Na DSOP Educação Financeira, também aumentou a procura de empresas que demitiram funcionários e querem dar orientação de como fazer render o dinheiro da rescisão, além de gestores, em cargos de chefia, atrás da pós-graduação em educação financeira da instituição.

“Mais do que aprender a organizar o seu orçamento, as pessoas que buscam a pós-graduação neste momento querem levar seus conhecimentos para a empresa, se valorizar profissionalmente e ter mais poder para permanecer no emprego, ou estão buscando outros caminhos”, diz Ana Rosa Vilches, diretora de negócios estratégicos da DSOP Educação Financeira.

Resultados para a empresa

A consultoria Mercer, especializada em carreira, saúde, previdência e investimentos para empresas, observou um crescimento de 60% na demanda por programas de educação financeira entre os seus clientes.

Uma pesquisa da companhia realizada com 7 mil adultos e 600 líderes sêniors em 11 países, antes da pandemia, mostrou que 79% dos funcionários confiam nas suas empresas para conselhos bons e independentes sobre planejamento, poupança e investimento, e para negociar taxas.

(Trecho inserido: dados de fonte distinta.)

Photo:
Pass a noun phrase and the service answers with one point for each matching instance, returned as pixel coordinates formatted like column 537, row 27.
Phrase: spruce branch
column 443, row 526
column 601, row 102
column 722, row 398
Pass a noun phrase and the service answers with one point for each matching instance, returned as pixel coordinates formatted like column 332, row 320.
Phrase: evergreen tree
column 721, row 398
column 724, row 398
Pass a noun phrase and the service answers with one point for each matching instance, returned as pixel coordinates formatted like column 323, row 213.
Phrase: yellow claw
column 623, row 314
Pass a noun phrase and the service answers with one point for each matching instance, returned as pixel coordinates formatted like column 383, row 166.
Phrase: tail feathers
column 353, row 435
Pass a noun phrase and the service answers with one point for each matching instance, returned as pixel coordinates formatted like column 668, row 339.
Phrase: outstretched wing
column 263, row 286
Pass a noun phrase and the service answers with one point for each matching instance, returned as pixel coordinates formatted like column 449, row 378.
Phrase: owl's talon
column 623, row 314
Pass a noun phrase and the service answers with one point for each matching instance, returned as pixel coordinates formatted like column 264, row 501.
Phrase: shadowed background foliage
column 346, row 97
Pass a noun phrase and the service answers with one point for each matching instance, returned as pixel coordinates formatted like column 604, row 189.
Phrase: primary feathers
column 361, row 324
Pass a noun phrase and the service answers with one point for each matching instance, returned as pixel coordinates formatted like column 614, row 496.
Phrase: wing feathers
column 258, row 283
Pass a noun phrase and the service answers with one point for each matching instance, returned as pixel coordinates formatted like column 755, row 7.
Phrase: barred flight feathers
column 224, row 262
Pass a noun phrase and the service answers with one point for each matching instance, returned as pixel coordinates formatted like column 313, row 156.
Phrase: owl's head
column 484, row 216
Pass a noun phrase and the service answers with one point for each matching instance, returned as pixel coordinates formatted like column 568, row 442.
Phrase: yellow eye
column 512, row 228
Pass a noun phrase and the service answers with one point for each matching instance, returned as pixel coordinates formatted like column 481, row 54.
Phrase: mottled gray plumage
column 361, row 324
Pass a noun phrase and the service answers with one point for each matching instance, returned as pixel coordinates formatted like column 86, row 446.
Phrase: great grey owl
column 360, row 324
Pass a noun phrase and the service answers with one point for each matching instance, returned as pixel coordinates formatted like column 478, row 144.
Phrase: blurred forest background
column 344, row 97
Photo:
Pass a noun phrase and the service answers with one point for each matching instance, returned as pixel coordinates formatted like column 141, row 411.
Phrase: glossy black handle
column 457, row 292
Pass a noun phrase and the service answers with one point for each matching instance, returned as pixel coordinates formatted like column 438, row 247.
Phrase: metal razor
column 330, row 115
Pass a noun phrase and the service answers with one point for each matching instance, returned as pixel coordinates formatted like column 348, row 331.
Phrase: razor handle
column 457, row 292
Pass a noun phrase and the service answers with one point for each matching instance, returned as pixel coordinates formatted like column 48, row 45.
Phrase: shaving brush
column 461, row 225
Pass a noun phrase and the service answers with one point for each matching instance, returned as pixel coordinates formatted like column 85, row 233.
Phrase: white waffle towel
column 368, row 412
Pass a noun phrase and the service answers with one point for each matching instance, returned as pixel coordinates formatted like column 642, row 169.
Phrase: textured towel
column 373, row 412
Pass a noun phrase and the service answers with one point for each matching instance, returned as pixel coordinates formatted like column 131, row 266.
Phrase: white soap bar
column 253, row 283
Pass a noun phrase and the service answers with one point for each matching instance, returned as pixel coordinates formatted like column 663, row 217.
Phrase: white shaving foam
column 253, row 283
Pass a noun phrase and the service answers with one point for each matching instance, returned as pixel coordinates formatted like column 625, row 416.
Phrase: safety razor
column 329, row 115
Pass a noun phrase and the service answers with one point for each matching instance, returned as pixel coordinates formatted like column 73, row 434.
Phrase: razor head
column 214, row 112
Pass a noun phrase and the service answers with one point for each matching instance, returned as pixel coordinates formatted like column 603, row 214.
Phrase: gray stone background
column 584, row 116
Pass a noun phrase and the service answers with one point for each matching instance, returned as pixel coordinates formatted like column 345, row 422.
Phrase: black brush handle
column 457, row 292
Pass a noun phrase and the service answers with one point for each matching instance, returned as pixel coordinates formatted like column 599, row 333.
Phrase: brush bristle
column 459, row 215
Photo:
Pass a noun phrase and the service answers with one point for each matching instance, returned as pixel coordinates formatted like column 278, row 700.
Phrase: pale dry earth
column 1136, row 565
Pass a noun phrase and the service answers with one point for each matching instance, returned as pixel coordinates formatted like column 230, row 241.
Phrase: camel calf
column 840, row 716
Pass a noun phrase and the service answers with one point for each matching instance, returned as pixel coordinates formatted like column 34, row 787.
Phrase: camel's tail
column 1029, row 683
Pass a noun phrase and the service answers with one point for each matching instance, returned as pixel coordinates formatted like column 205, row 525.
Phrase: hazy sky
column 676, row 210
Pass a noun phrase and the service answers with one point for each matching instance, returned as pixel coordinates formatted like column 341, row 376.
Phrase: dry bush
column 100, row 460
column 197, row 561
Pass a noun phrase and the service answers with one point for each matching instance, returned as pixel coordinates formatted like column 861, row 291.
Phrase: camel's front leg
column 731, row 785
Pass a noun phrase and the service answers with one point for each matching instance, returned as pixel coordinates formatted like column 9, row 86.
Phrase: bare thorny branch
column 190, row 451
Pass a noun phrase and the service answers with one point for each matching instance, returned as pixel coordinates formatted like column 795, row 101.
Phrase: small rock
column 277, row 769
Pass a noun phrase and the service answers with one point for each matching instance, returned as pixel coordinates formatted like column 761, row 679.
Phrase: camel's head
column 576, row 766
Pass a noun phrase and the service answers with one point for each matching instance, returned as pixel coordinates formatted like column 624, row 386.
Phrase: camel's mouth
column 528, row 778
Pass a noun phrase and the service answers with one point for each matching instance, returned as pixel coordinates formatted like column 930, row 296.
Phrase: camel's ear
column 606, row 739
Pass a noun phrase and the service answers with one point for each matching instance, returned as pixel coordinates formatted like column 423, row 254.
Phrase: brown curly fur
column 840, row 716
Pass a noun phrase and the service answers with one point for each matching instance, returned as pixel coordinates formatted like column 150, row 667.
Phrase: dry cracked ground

Além disso, 86% afirmam que depois que o empregador melhorou benefícios como educação financeira, houve um impacto positivo no trabalho, e 45%, que houve mais satisfação com o trabalho. O estudo também apontou que 31% passaram a ter maior comprometimento com a organização e 27%, a gastar menos tempo com preocupações financeiras durante o trabalho.

Segundo a Mercer, no mundo, há uma tendência de empresas orientando cada vez mais sobre bem-estar financeiro, de uma forma mais ampla, em vez de somente sobre previdência privada. No entanto, Bruna Borges, consultora sênior de Previdência da Mercer, diz que as empresas brasileiras ainda não têm essa cultura de dar educação financeira para funcionários e que, no país, as companhias mais avançadas nisso são multinacionais, especialmente do setor de tecnologia.

“Estamos muito atrasados, é assustador”, diz Bruna. “Tivemos uma grata surpresa na pandemia, as empresas brasileiras começaram a ver que isso impacta em produtividade, o que afeta a receita e a lucratividade.” Ela explica que os treinamentos precisam ser adequados a questões como faixa salarial, idade e gênero e que não adianta falar com todos os funcionários da mesma forma.

Além disso, o ideal é contratar consultorias individuais, além de palestras, pois ninguém quer expor a vida financeira na frente dos colegas. No entanto, como essas consultas são mais caras e só são possíveis financeiramente para grandes empresas, a Mercer está estruturando uma plataforma tecnológica no Brasil, que já existe lá fora, que ajudará a reduzir o tempo das consultas e a baratear os treinamentos. “Hoje, como são poucas as empresas que têm isso, eu sinto que os empregados se sentem apoiados”, diz Bruna.